第十話 さよなら
「悪い、また後でかける!」
『え? ちょっと駿之介ーー』
俺は通話を切り、走った。改札をダッシュで駆け抜け、停車していた電車に乗る。
「発車します。閉まるドアにご注意ください」
閉まるドアが遅く感じる。電車に乗り、向かった先は、ローナの家だった。
家に着くと、明かりがついていない。暗くて静かだ。
俺は家のチャイムを鳴らした。だが、応答はない。俺は玄関のドアを叩いた。
「おい! いねーのか⁉ ローナ!」
「何してるんですか⁉」
後ろから声がして、振り返ると一人のおじいさんが立っていた。
「あの、俺ここに住んでいる藤崎ローナと彩の知り合いなんすけど」
「ああ? なに言ってんだ、ここには今誰も住んでいないよ」
「え? 引っ越したってことですか?」
「いんや、ここの売家はもう1年も誰も住んでいないさ」
「1年……?」
「家を間違ってるんじゃないのかね?」
「いや、そんなはずは……確かにこの家のはずなんだ!」
「しつこいなぁ。警察を呼ぶぞ!」
そう言われ、俺はその場を移動するしかなった。家を間違っているはずはない。確かにこの家のはずなんだ。ということは、やはりーー
俺は自宅に戻った。
「お帰り。出掛けてたの?」
「あぁ……」
母さんの言葉にそう返すのがやっとだった。
部屋に行くと、机の上に記憶の欠片が浮いていた。
俺は急いで、記憶の欠片に触れた。すると、ローナのホログラムが現れた。
『駿之介くん、いきなり消えてしまってごめんなさい』
俺は震える手でローナに触れた。映像のローナは透けて触れなかった。
『私たちがこの日本に来たのは、逃げた悪魔と、その悪魔が持ち出した魔導書を追ってのことでした。でも、その目的を果たした今、私たちはこの日本に留まる理由が無くなってしまいました。魔法の国に帰らなくてはいけないんです』
『今日、先輩が私たちに関する記憶の消去を学校で行いました。もう、私たちを覚えている人は誰もいません。だから駿之介くん。駿之介の中にある私たちの記憶もーー』
ローナはそこで顔が歪み、下を向いた。数秒押し黙り、目を拭いながら顔を上げる。そこにはいつもの笑顔のローナがいた。

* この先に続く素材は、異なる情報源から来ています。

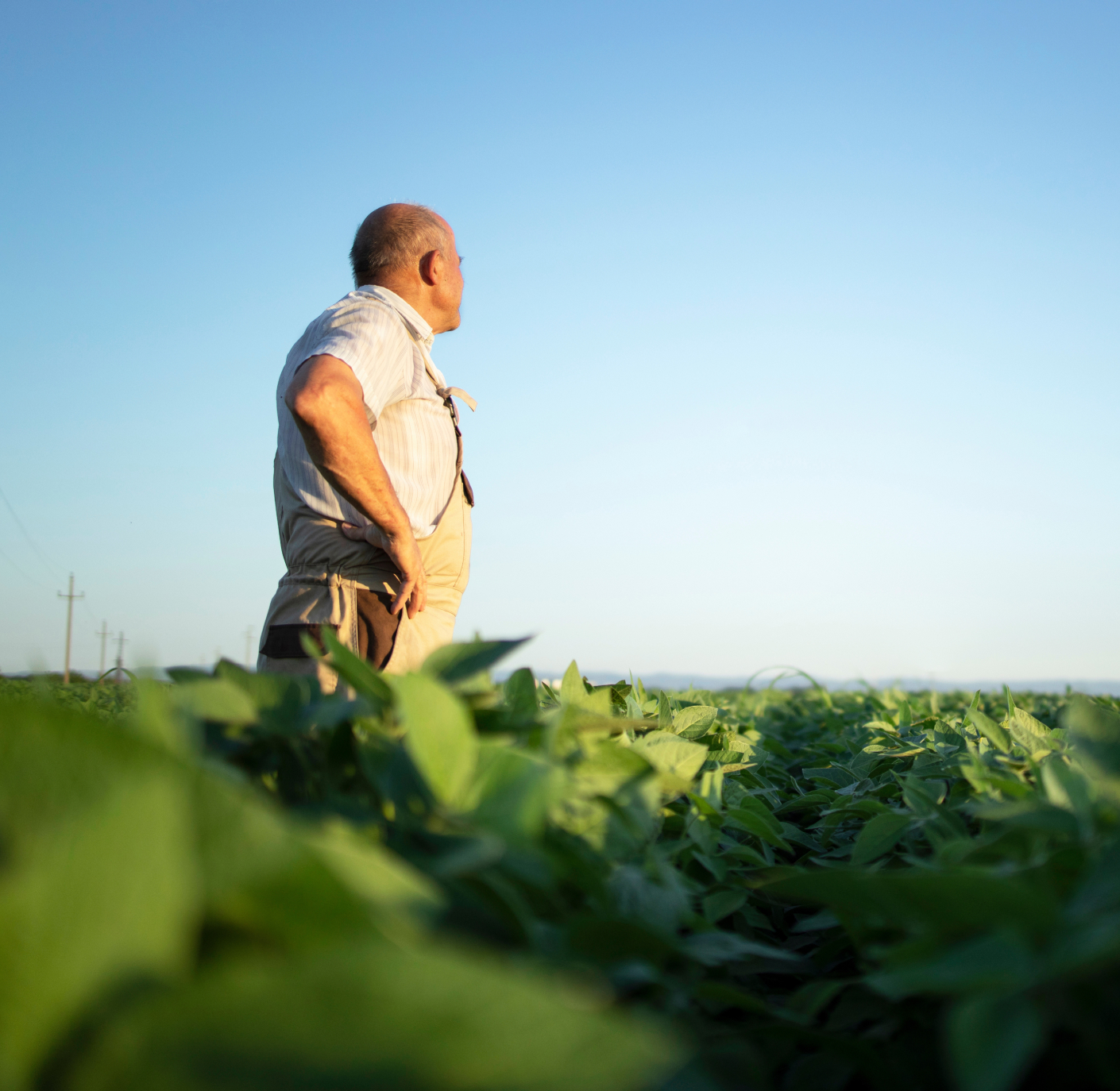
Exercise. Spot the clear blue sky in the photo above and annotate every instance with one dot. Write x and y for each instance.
(793, 327)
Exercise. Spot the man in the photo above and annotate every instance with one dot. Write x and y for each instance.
(372, 503)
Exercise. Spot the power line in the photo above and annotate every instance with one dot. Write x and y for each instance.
(21, 572)
(30, 542)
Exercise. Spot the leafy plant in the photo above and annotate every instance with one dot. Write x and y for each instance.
(817, 891)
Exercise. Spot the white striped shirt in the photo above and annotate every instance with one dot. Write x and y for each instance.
(387, 345)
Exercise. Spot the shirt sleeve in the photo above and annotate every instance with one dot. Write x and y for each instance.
(371, 340)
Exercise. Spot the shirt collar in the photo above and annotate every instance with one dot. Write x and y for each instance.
(418, 327)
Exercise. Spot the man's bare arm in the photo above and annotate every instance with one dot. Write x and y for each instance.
(325, 400)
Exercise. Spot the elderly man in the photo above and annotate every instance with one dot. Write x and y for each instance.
(372, 503)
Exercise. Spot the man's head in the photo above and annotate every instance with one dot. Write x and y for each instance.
(410, 250)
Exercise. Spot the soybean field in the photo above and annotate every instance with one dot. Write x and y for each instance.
(440, 883)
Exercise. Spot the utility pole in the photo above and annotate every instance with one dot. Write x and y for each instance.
(103, 632)
(120, 657)
(70, 596)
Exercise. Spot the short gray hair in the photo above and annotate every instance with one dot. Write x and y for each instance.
(392, 237)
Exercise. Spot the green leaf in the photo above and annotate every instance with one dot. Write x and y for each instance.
(439, 735)
(697, 719)
(994, 734)
(721, 904)
(1000, 962)
(1095, 731)
(672, 755)
(717, 948)
(100, 885)
(458, 662)
(376, 1016)
(574, 692)
(992, 1039)
(372, 872)
(879, 836)
(519, 692)
(513, 791)
(215, 699)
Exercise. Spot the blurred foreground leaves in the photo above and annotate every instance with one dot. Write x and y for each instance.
(436, 881)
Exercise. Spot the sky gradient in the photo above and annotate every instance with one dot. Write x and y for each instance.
(793, 329)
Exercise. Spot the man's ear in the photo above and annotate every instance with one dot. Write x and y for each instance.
(431, 267)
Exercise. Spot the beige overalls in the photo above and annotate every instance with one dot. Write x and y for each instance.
(330, 580)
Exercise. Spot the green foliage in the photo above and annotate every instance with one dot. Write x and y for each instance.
(814, 891)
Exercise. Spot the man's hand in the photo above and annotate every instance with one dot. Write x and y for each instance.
(325, 400)
(406, 556)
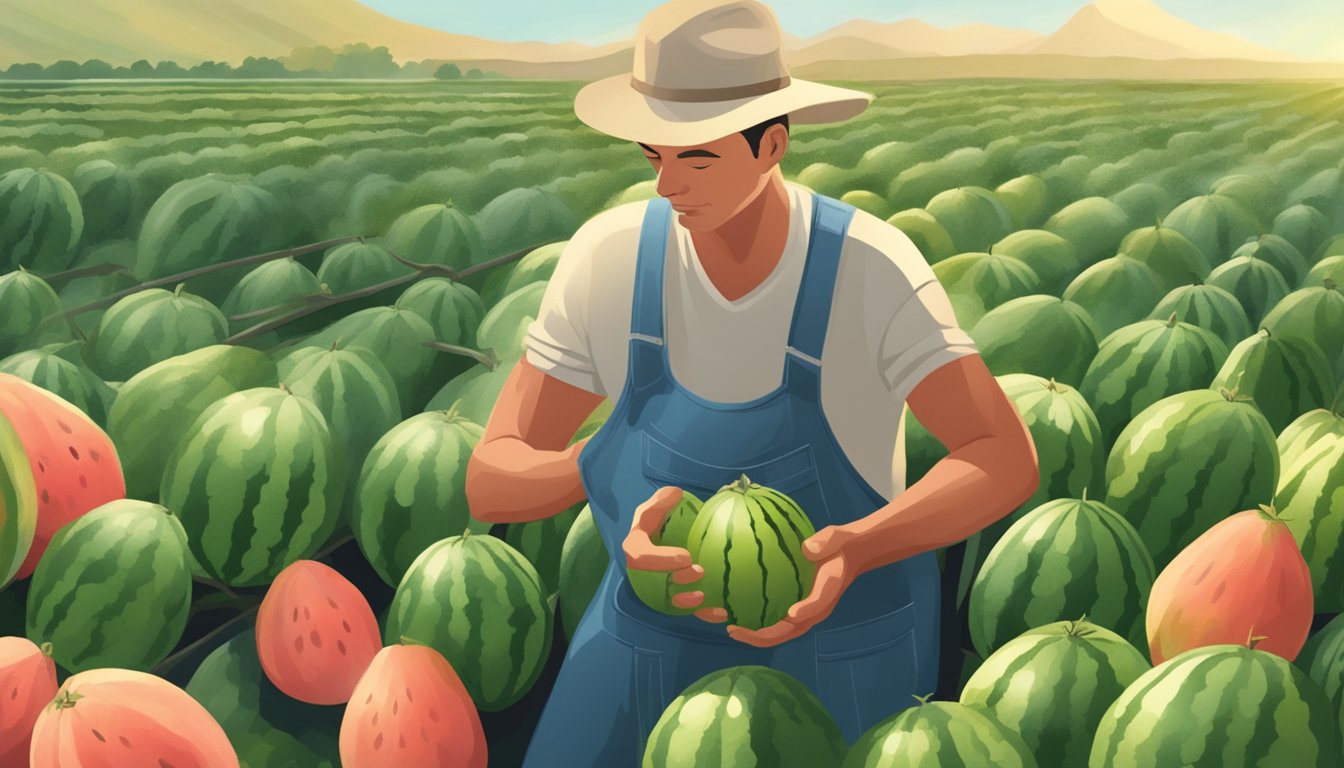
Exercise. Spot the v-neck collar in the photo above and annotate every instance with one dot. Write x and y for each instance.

『最後に、駿之介くんと遊園地に行けて本当に楽しかった。私のお願いを聞いてくれてありがとう』
「なんだよ……勝手に満足してんじゃねーよ」
『駿之介くんが私のことを忘れても、私は駿之介くんのこと忘れませんから』
『最後に……』
最後だけ、ローナの音声が途切れて聞こえなかった。けれど、口の動きでなんて言ったか俺には分かった。
ーーーー大好きです。
「忘れるもんか、ぜってー、忘れねぇからな」
俺がそう言った瞬間、激しい光が現れた。